Given that $X_1,X_2,..X_n \sim f(x)=e^{\theta-x}$ , find the UMVUE of $\theta^r$.
I tried using Lehmann Scheffe knowing the fact that $X_{(1)}$ is sufficient and complete for $\theta$ but I cannot find the value of $E(X_{(1)})^r$ as it is a pretty tough integral.Any other approaches?
When support of distribution depends on parameter, one can use differentiation to solve integral equations.
It is clear than any unbiased estimator of $\theta^r$ based on $X_{(1)}$ will be the UMVUE of $\theta^r$.

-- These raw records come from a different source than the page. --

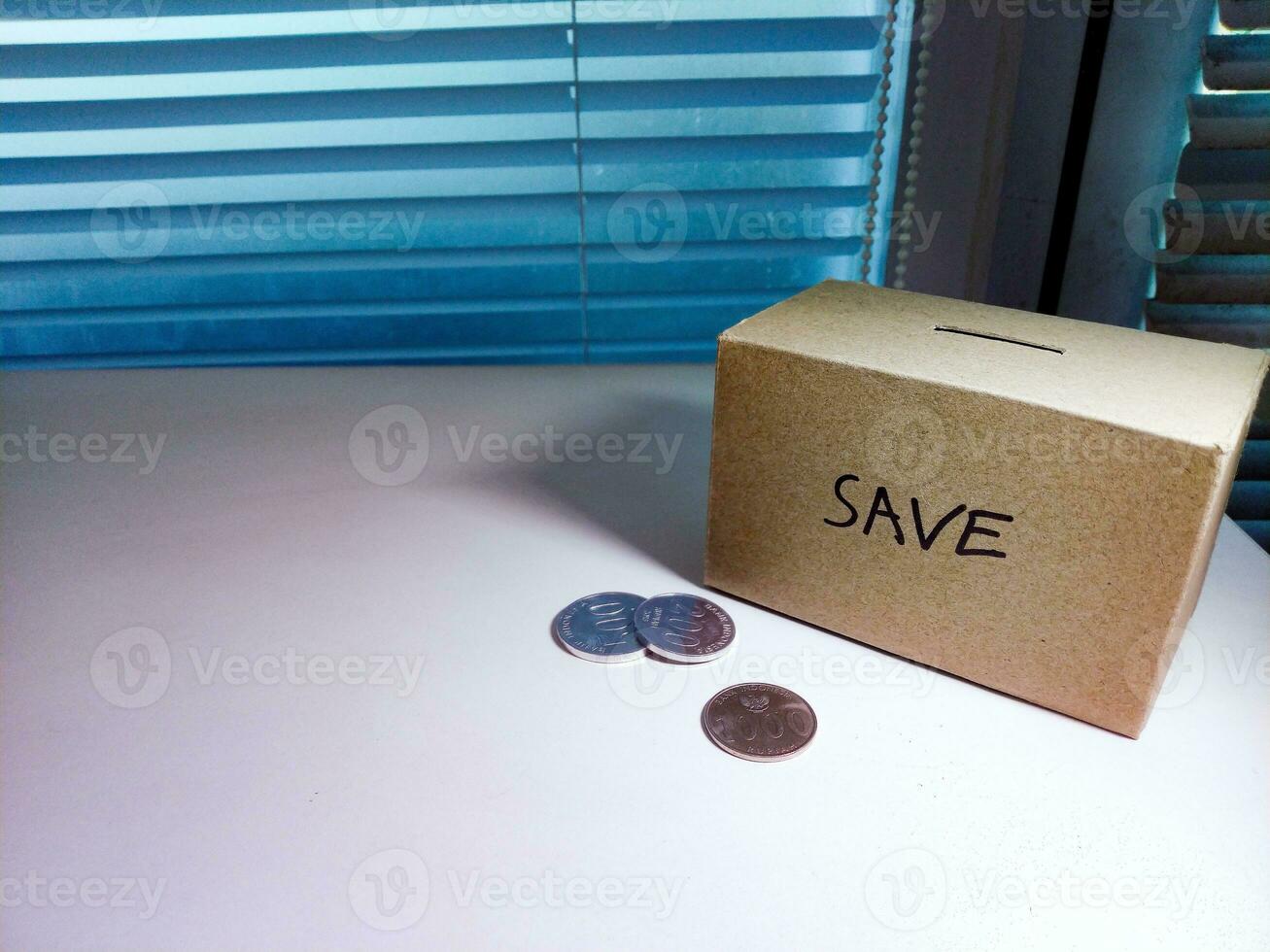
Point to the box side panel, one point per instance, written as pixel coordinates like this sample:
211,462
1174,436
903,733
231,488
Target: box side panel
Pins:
1224,466
1016,546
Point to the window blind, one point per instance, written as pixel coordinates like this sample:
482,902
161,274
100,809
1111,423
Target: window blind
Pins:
518,181
1213,274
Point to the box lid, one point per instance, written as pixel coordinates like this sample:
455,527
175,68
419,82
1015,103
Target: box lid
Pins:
1175,388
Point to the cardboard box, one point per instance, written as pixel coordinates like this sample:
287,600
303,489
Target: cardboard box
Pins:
1021,500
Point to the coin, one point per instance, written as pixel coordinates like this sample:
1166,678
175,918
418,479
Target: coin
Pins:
758,721
601,628
683,628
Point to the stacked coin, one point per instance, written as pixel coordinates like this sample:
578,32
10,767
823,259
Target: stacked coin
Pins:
751,721
617,626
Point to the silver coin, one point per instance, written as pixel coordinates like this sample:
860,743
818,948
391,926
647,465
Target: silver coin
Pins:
758,721
685,628
601,628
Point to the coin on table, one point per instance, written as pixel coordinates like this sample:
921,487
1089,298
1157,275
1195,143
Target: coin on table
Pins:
685,628
601,628
758,721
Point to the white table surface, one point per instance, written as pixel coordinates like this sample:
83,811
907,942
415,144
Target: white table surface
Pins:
536,799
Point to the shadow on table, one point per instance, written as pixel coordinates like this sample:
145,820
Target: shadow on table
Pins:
656,496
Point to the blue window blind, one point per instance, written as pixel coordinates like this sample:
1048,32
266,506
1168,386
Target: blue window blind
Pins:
447,182
1213,274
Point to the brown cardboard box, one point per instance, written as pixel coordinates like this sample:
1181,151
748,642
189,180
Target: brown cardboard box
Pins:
1026,501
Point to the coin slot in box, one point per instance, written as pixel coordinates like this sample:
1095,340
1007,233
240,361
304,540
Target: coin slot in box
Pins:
965,333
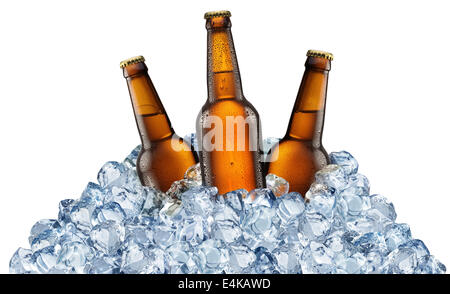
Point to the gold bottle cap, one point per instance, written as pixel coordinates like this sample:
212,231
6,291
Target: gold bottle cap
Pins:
132,60
318,53
218,13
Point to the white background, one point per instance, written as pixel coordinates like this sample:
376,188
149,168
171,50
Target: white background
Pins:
65,108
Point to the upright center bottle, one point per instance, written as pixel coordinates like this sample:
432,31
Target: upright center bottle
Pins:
300,153
164,156
228,126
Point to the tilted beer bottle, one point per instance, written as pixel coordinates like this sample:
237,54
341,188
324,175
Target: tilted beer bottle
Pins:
228,126
164,157
300,153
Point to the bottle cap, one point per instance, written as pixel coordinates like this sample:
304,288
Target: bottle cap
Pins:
218,13
318,53
132,60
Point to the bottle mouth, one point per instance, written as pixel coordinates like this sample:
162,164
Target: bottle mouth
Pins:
134,69
217,13
132,60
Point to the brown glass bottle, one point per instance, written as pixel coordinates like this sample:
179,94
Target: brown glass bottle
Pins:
228,126
164,156
300,153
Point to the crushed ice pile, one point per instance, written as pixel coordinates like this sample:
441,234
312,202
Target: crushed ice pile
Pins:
118,226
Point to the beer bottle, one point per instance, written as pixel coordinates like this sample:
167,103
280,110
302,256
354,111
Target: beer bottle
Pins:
300,153
228,126
164,156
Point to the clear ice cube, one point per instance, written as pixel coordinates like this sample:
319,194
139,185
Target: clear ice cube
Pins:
278,185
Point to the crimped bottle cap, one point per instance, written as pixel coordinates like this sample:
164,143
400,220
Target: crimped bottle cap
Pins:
318,53
132,60
218,13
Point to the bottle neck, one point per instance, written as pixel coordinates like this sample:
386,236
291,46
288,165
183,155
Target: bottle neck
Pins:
307,117
224,81
151,118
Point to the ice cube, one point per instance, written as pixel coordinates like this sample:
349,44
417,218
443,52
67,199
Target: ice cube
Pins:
345,160
227,231
22,262
286,260
132,202
241,259
265,262
199,200
234,199
74,256
382,209
314,225
321,200
157,262
278,185
103,265
371,242
45,259
317,259
179,259
44,239
179,187
81,214
130,160
396,234
211,257
194,173
259,198
193,230
138,234
65,206
333,176
110,172
134,259
428,264
93,192
401,261
41,226
109,212
164,236
107,237
290,207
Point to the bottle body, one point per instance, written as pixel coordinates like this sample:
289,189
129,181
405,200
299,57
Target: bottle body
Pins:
300,153
164,156
232,161
228,126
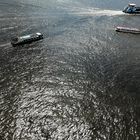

Let $h(\cdot)$ be that (measurable) function of $X_{(1)}$.
Then
\begin{align} E_{\theta}\left[h(X_{(1)}\right]&=\theta^r\quad,\forall\,\theta\in\mathbb R \\\iff \int_{\theta}^\infty h(x)ne^{-n(x-\theta)}\,dx&=\theta^r\quad,\forall\,\theta \end{align}
That is, $$\int_{\theta}^\infty h(x)e^{-nx}\,dx=\frac{\theta^re^{-n\theta}}{n}\quad,\forall\,\theta$$
Differentiating both sides of the last equation with respect to $\theta$ you can find $h$.